The attacks also became more frequent and costly, with the median number of breaches for small companies rising from 11 to 17, and the cost of the worst incidents coming in at £35,000-£65,000.
Similar trends are reported for large companies, and although the report does not give a precise figure on the overall cost it says it amounts to billions of pounds per annum, and roughly tripled over the previous year.
Unauthorised outsiders accounted for the largest number of attacks, with 63% of small firms reporting that this occurred, up from 41%. Other significant breaches came from denial of service attacks, hitting 23% of small businesses (up from 15%), outsiders penetrating networks (up from 7%), and theft of intellectual property or confidential data at 9% (up from 4%).
Staff related incidents were also on the rise, affecting 57% of small businesses, up from 45%.

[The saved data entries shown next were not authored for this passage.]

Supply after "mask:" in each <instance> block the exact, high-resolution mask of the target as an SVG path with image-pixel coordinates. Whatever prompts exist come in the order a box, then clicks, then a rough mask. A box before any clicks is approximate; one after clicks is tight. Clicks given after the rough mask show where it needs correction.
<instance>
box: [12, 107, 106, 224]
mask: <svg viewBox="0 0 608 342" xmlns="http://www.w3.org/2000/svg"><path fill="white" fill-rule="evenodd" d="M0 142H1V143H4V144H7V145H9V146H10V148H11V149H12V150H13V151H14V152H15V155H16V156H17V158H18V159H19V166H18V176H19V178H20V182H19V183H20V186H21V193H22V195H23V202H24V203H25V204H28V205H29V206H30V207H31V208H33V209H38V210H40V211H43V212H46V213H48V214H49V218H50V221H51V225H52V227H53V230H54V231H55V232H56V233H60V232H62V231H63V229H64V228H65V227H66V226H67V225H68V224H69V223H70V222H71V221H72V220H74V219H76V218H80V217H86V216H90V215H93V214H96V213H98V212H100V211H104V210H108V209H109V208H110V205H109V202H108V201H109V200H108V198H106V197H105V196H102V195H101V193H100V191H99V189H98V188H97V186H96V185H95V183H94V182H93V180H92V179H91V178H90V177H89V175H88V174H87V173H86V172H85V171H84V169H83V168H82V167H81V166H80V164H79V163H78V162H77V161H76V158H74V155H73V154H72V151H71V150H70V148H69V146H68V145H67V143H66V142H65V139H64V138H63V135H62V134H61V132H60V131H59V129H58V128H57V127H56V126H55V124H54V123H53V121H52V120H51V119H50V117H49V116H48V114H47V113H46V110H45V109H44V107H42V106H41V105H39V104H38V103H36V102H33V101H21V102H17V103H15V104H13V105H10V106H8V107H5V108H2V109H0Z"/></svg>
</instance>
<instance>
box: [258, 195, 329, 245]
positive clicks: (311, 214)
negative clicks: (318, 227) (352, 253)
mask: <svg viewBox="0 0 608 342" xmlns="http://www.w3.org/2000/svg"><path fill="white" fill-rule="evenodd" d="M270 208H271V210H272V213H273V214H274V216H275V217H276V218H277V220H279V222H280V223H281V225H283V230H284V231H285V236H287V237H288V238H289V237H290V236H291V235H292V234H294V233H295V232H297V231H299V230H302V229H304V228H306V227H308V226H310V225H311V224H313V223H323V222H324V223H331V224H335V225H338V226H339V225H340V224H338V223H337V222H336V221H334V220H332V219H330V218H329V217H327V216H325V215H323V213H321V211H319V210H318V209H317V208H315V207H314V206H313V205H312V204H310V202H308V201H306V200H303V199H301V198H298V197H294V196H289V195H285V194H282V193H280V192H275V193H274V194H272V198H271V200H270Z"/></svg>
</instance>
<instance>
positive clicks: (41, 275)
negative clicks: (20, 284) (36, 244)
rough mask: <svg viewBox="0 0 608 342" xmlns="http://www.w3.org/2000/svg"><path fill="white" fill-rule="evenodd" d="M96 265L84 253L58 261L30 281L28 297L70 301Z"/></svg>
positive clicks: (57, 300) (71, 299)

The report says that information security is being taken seriously by small and large companies, and that generally budgets are being stabilised or increased. But ineffective leadership and communication about security risks often means that staff do not take the right actions, and there are weaknesses in risk assessment and skills shortages.
"Overall, the survey results show that companies are struggling to keep up with security threats, and so find it hard to take the right actions," the report says. "The right tone from the top is vital - where senior management are briefed frequently on the potential security risks, security defences tend to be stronger."